Arancha González Laya: o multilateralismo ferido diante da ameaça comercial de Trump
Nos últimos dias, o nome de Arancha González Laya voltou a ressoar com força nos círculos políticos e econômicos. Não é à toa: a ex-ministra de Relações Exteriores tornou-se uma das vozes mais lúcidas na hora de decifrar a tempestade perfeita que se aproxima do comércio global. Enquanto Donald Trump ameaça com uma nova frente tarifária que atingiria em cheio a Espanha e o resto da Europa, o olhar de Laya, sempre afiado e com um pé na academia e outro na linha de frente do debate internacional, nos obriga a prestar muita atenção.
A fragilidade do multilateralismo, segundo Laya
Há apenas algumas semanas, em um prestigiado fórum internacional, Arancha González Laya travou um duelo dialético de altíssimo voltagem com um analista político de primeiro nível. O título do debate dizia tudo: "Salvar o multilateralismo". Porque se há algo que Laya tem claro é que a ordem internacional baseada em regras, aquela que levou décadas para ser construída, está desmoronando sob nossos pés. Não é uma visão catastrófica; é a constatação de que, com o retorno de Trump à corrida pela Casa Branca, o livre-comércio como o conhecíamos entrou em fase terminal. Ela verbaliza isso com uma clareza que dói: estamos assistindo ao enterro da Organização Mundial do Comércio se os europeus não se ligarem e agirem em bloco.
A vez da China e o erro da desglobalização
Outro dos mantras que Laya repetiu em suas últimas intervenções — e que conecta diretamente com o longo título de uma conferência que deu o que falar, "China's Turn in the Trade War" (A Vez da China na Guerra Comercial) — é que o eixo do conflito não é mais apenas transatlântico. Pequim observa com paciência milenar como os Estados Unidos se enredam com seus sócios históricos. Para Laya, o verdadeiro perigo não é a tarifa da vez, mas que caiamos na armadilha da desglobalização forçada. Ela prefere falar em "de-risking" (redução de riscos), mas com ressalvas: não se trata de se desconectar da China, mas sim de fazer isso sem dar um tiro no próprio pé. E esse equilíbrio é, precisamente, o que os governos europeus, incluindo o espanhol, não conseguem encontrar.

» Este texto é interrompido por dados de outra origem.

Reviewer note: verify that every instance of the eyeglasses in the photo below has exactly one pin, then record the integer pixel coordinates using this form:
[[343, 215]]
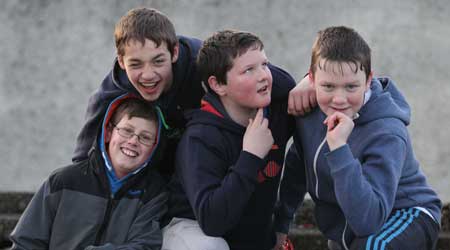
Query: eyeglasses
[[127, 133]]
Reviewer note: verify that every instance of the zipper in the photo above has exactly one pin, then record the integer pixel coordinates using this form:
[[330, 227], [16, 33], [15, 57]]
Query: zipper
[[316, 156], [106, 219], [343, 236]]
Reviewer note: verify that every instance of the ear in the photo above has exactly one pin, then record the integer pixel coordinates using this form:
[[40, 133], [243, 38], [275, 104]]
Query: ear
[[311, 78], [108, 133], [220, 89], [369, 80], [175, 52], [121, 63]]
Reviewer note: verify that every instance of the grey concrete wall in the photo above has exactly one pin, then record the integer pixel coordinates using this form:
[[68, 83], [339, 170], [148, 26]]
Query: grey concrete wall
[[53, 54]]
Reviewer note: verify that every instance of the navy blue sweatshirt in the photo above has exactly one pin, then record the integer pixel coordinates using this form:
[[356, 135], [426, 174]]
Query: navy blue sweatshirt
[[229, 191], [356, 186]]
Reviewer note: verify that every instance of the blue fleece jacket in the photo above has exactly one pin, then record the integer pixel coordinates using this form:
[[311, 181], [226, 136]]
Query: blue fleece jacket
[[357, 186]]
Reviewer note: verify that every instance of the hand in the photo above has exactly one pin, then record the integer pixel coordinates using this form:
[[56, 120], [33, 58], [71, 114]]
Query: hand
[[258, 138], [339, 127], [302, 98], [281, 239]]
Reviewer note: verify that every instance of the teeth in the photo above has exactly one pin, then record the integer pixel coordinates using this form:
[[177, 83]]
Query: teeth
[[149, 84], [129, 153]]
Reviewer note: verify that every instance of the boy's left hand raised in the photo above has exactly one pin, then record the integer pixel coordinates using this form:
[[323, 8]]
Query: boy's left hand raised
[[339, 127]]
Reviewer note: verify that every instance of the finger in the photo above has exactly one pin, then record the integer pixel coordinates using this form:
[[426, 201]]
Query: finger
[[305, 105], [250, 122], [259, 116], [291, 104], [265, 123], [312, 100]]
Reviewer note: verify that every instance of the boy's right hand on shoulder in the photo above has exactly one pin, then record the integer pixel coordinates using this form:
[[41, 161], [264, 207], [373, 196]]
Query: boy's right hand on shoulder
[[302, 98], [258, 138]]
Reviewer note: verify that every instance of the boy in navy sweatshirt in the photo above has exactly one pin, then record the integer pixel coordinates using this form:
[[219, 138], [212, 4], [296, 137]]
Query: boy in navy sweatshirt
[[230, 158], [354, 156]]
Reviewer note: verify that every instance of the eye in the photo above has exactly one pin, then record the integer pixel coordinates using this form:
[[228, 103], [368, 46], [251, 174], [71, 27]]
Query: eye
[[248, 70], [159, 61], [328, 87], [127, 131], [352, 87], [134, 65]]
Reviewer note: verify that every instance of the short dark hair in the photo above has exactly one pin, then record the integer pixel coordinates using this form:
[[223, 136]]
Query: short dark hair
[[340, 44], [144, 23], [134, 107], [217, 53]]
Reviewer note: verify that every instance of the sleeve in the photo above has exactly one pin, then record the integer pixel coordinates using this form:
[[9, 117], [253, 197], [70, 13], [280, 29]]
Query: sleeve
[[145, 232], [292, 190], [217, 192], [97, 105], [34, 226], [366, 191]]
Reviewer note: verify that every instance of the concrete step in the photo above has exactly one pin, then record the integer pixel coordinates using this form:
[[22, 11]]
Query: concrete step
[[7, 224], [14, 202], [312, 239]]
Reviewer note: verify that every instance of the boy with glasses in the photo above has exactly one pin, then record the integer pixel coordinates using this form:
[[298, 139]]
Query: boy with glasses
[[112, 200]]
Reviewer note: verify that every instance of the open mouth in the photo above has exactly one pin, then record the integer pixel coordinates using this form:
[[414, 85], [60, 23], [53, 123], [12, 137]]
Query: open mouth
[[263, 89], [128, 152]]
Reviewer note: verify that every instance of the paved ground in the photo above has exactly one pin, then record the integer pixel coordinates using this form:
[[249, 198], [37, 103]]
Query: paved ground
[[55, 53]]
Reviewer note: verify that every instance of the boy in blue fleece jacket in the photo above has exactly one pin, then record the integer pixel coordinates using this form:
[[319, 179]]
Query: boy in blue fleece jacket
[[112, 200], [354, 156], [229, 160]]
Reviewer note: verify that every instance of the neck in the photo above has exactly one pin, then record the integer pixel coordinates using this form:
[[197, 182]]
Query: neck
[[237, 113]]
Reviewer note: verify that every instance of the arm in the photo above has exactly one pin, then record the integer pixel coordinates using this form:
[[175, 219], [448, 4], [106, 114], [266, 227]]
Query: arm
[[34, 227], [365, 191], [292, 190], [145, 232], [302, 98], [97, 106]]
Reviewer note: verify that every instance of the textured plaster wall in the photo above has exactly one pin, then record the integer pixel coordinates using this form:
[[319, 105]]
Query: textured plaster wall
[[53, 54]]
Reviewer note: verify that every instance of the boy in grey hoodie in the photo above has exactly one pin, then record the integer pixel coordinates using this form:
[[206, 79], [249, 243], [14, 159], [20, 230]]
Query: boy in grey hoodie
[[353, 155]]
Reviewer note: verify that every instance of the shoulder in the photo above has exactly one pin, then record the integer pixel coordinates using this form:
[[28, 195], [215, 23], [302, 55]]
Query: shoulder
[[191, 44], [283, 82], [67, 176]]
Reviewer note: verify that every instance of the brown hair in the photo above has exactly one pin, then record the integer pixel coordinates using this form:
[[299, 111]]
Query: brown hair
[[144, 23], [217, 53], [343, 45]]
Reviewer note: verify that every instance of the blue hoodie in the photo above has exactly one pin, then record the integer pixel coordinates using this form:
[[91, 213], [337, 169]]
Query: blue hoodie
[[357, 186]]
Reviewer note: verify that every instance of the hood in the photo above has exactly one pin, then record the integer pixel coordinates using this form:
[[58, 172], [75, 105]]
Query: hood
[[101, 140], [386, 95]]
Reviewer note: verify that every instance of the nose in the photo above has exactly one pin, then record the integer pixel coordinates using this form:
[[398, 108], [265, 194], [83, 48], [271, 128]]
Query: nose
[[148, 72], [133, 139], [264, 74], [339, 97]]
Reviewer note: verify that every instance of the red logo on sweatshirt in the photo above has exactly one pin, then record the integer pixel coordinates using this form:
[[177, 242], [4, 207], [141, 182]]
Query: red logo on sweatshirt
[[271, 170]]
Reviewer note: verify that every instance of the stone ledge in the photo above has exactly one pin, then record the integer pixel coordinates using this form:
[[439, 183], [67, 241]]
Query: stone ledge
[[303, 234]]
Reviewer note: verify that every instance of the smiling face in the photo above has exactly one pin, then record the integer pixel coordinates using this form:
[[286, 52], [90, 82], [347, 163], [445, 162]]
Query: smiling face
[[149, 67], [249, 83], [340, 87], [127, 154]]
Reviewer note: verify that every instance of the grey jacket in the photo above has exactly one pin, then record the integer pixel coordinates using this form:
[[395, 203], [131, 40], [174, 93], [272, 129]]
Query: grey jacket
[[75, 209]]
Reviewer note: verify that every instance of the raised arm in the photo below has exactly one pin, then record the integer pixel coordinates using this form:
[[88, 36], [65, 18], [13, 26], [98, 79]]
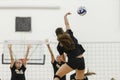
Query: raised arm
[[51, 53], [63, 57], [11, 55], [66, 20], [26, 55]]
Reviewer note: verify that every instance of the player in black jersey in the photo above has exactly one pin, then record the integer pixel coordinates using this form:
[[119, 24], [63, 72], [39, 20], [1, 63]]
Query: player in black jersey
[[56, 63], [69, 44], [18, 67]]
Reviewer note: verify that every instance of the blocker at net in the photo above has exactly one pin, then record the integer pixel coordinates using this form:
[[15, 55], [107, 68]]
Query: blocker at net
[[36, 54]]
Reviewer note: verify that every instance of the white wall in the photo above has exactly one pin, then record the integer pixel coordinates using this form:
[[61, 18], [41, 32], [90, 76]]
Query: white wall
[[100, 24]]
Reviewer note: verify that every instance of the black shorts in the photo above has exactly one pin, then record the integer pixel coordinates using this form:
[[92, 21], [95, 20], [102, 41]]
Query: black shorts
[[76, 63]]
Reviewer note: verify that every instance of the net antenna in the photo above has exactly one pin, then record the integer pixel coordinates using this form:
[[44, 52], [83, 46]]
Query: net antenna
[[19, 48]]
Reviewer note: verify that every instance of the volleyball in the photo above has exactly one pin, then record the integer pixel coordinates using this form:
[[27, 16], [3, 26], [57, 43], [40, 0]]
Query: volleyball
[[82, 11]]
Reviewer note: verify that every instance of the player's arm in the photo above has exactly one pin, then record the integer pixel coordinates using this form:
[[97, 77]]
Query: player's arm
[[26, 55], [66, 20], [11, 55], [51, 53], [63, 56]]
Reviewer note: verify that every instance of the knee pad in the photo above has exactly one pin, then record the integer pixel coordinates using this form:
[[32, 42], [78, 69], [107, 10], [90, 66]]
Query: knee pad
[[56, 76], [86, 78]]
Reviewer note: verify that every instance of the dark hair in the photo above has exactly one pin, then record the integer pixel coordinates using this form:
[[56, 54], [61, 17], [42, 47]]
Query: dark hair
[[66, 41], [59, 31]]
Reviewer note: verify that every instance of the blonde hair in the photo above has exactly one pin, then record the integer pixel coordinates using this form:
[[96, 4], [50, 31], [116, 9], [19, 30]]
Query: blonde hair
[[66, 41]]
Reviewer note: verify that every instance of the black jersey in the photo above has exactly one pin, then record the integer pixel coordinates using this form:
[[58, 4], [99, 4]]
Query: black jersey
[[72, 53], [56, 66], [18, 74]]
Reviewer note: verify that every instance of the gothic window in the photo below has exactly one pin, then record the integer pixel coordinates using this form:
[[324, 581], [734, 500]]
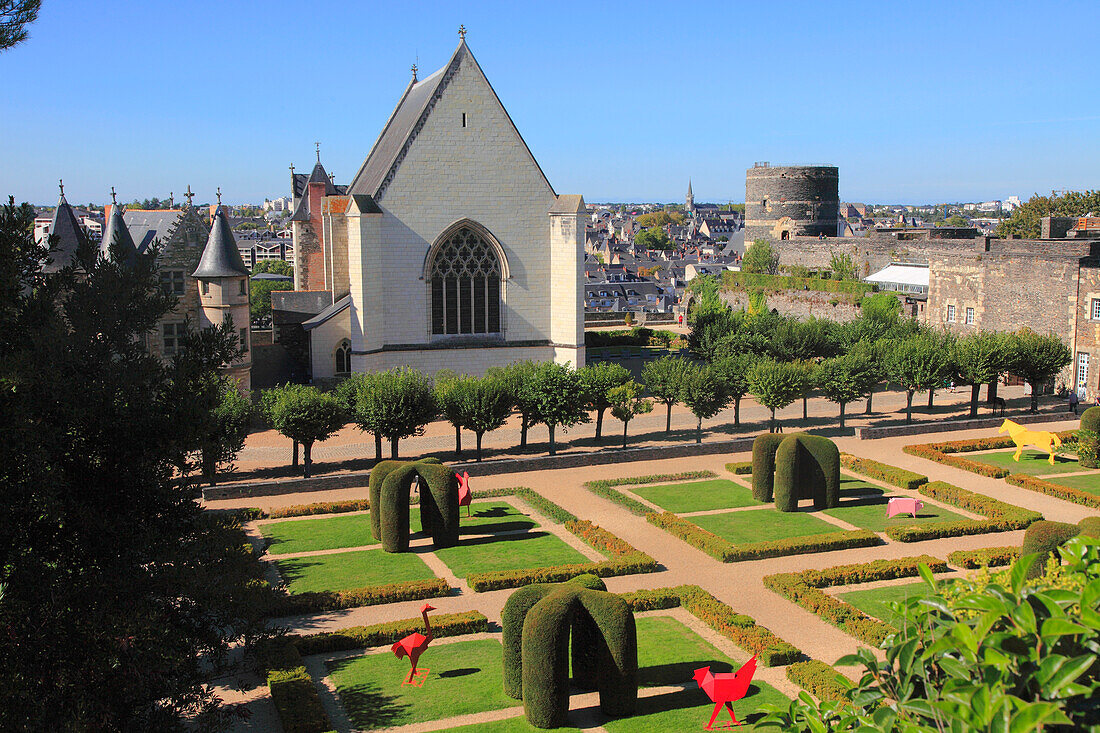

Salários, inflação e a tempestade perfeita
O debate não estaria completo sem a vertente social. Em sua análise mais recente, intitulada "De-Risking and Wageflation" (Redução de Riscos e Inflação Salarial), Arancha González Laya lança um alerta que deveria gelar o sangue nos ministérios da Economia: a combinação de guerra comercial e transição energética está provocando uma wageflation (inflação salarial) difícil de gerenciar. Mas atenção, que não se interprete mal: Laya não é contra o aumento de salários. O que ela aponta é que, se as tarifas de Trump encarecerem as exportações espanholas — azeite, vinho, carne de porco —, as empresas terão menos margem e o emprego acabará sofrendo as consequências. Aqui na Espanha, os principais sindicatos já levantaram a voz pedindo uma resposta europeia coordenada que proteja o emprego, exatamente o que Laya vem pregando há semanas nos fóruns internacionais.
E a Espanha em tudo isso?
Enquanto em Berlim alguns apontam o dedo para o silêncio cúmplice de Merz diante das bravatas de Trump, aqui a voz de Laya se ergue como um contraponto necessário. Não é a primeira vez que a ex-ministra lembra que a Espanha, por seu tamanho e seu tecido produtivo, é um dos países que mais pode sofrer com uma guerra comercial dessa magnitude. Mas, ao contrário de muitas análises que ficam apenas na reclamação, ela propõe um roteiro claro:
- Reforçar a autonomia estratégica europeia sem cair em protecionismos estúpidos.
- Diversificar os parceiros comerciais para além de Estados Unidos e China, olhando para a América Latina e a África.
- Proteger os setores mais vulneráveis com políticas industriais ativas, não com subsídios a fundo perdido.
Em suma, quando se ouve Arancha González Laya hoje em dia, entende-se que não estamos diante de mais uma crise comercial. É o sintoma de uma mudança de época, e ela, com essa mistura de experiência de governo e visão acadêmica, tornou-se a tradutora perfeita do que está por vir. Olhem a foto que ilustra este artigo: aquele meio sorriso, aquele olhar que parece estar calculando três jogadas à frente. É a expressão de alguém que já viu esse filme e tenta nos avisar que, desta vez, o final pode ser diferente se não nos apressarmos em reescrever o roteiro.